While current law in some states may provide sufficient liability protections for crisis and emergency care, physicians need assurance and protection from liability for taking on new responsibilities, roles, and changes in how care is delivered due to COVID-19.  These include:

• suspension of most elective in-person visits and replace them with virtual visits to the extent possible as requested by the Centers for Disease Control and Prevention (CDC) and other public health authorities;
• providing treatments or care outside their general practice areas and for which they may not have the most up-to-date knowledge;
• coming out of retirement to alleviate workforce shortages related to the growing health crisis caused by the COVID-19 pandemic;
• inadequate supplies of safety equipment that could result in the transmission of the virus from patient to physician and then to additional patients, or directly from one patient to another;
• shortages of equipment, such as ventilators, that can force facilities and physicians to ration care;
• inadequate testing that could lead to delayed or inaccurate diagnosis; and
• delays in treatment for patients with conditions other than the Coronavirus.
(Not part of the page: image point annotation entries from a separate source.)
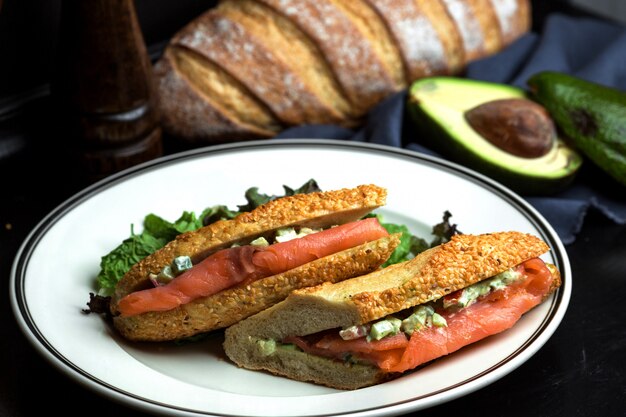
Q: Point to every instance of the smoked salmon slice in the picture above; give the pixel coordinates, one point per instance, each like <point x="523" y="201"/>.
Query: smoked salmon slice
<point x="492" y="314"/>
<point x="232" y="266"/>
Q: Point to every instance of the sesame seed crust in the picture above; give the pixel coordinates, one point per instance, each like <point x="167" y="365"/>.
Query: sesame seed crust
<point x="232" y="305"/>
<point x="318" y="209"/>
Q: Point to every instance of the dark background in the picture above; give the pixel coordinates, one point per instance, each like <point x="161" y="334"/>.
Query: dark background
<point x="579" y="372"/>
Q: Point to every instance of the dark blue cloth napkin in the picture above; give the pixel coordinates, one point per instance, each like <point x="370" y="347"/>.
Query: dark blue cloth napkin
<point x="585" y="47"/>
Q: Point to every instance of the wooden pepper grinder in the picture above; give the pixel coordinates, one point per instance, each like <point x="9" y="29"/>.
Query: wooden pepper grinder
<point x="105" y="87"/>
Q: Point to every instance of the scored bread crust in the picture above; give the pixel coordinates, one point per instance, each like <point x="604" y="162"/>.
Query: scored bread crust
<point x="316" y="210"/>
<point x="319" y="61"/>
<point x="464" y="260"/>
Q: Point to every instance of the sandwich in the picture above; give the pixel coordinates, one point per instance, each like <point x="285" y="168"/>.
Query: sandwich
<point x="213" y="277"/>
<point x="379" y="326"/>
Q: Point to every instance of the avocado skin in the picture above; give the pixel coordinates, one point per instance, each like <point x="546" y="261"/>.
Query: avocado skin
<point x="438" y="139"/>
<point x="591" y="115"/>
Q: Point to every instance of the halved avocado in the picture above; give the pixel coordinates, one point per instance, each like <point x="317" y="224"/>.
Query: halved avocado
<point x="440" y="105"/>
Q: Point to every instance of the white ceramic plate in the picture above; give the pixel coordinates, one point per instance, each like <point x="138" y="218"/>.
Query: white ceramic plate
<point x="55" y="269"/>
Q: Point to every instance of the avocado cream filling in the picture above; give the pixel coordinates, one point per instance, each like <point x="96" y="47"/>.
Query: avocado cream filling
<point x="182" y="263"/>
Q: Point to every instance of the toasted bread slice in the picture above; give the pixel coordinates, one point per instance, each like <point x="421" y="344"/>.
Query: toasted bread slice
<point x="315" y="210"/>
<point x="237" y="303"/>
<point x="439" y="271"/>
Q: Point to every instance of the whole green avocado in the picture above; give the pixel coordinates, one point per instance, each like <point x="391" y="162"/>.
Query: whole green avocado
<point x="591" y="115"/>
<point x="494" y="129"/>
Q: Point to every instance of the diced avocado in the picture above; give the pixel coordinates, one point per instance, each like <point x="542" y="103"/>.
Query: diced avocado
<point x="439" y="321"/>
<point x="421" y="317"/>
<point x="181" y="264"/>
<point x="386" y="327"/>
<point x="440" y="107"/>
<point x="591" y="115"/>
<point x="266" y="347"/>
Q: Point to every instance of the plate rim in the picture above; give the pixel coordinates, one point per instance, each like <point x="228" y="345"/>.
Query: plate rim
<point x="550" y="322"/>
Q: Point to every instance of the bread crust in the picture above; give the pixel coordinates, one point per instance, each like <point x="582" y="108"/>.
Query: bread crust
<point x="466" y="259"/>
<point x="318" y="209"/>
<point x="237" y="303"/>
<point x="352" y="58"/>
<point x="189" y="112"/>
<point x="263" y="65"/>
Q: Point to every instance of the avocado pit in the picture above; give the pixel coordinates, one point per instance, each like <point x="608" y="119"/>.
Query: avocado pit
<point x="518" y="126"/>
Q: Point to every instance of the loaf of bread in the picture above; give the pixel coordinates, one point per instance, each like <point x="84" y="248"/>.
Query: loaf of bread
<point x="248" y="69"/>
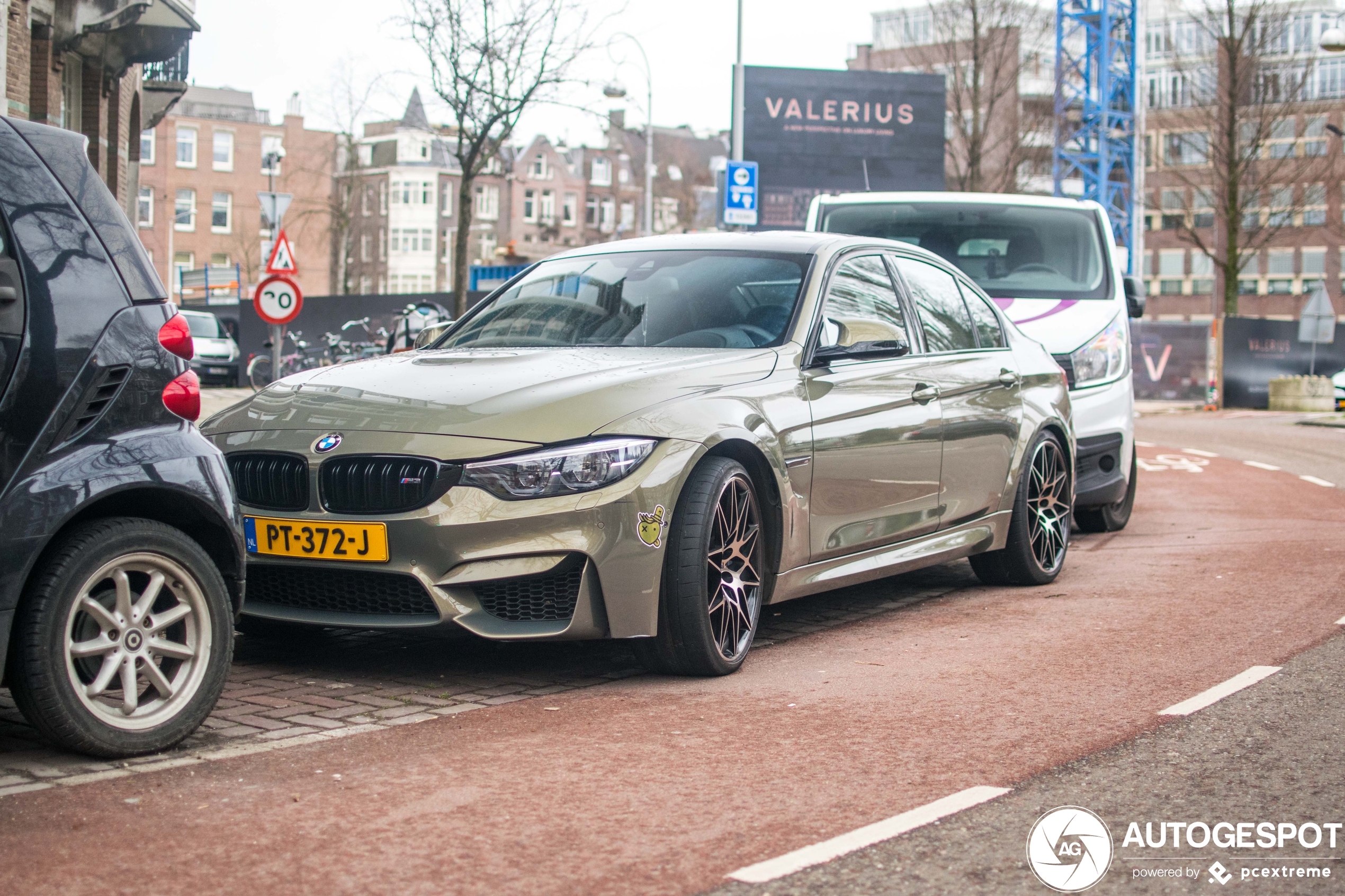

In these and other scenarios, physicians and other clinicians face the threat of medical liability lawsuits due to circumstances that are beyond their control. These lawsuits may come months or even years after the current ordeal when the public memory of their sacrifices may be forgotten.

While ACP supports broader congressional and state action to provide liability protections for physicians and other clinicians and the facilities in which they practice as they continue their efforts to treat COVID-19 patients under unprecedented conditions, such protections should not apply to gross negligence or intentional harm to patients.

ACP’s Executive Committee of the Board of Regents, on behalf of the Board of Regents, recently approved two policy statements that should guide chapter advocacy on liability issues:

ACP Chapters should refer to these policy statements as they consider engaging in advocacy on expanded medical liability protections. Although we cannot provide legal advice or review specific state bills or letters to expand liability protections, chapters should follow the above guidance from ACP national in making decisions on supporting additional protections and must not take positions that are contrary to ACP policy including on non-discrimination. If you have policy questions or comments about the ethics and non-discrimination issues, please feel free to contact Lois Snyder Sulmasy, JD at lsnyder@acponline.org.

Action:

ACP chapters should urge their state officials to provide physician (and facility) immunity from civil liability for harm:

• caused in the course of providing medical services in response to the COVID-19 outbreak
• caused by volunteer physicians acting in good faith for care provided in response to COVID-19.
• resulting from a federal, state or local directive, including but not limited to those to cancel, delay, or deny care as a result of the COVID-19 pandemic, provided that such directive, guidance, policy or procedure does not result in a physician participating in discrimination against a class or category of patients (e.g., based on age, race, ethnicity, disability, sex, gender identity, social status or other personal characteristics) as stated in ACP’s policy on stewardship and allocation of health care resources during health system catastrophes including COVID-19.

Chapters may also provide comments on draft state crisis standards of care to emphasize that they should be consistent with ACP policy opposing discrimination against a class or category of patients (e.g., based on age, race, ethnicity, disability, sex, gender identity, social status or other personal characteristics).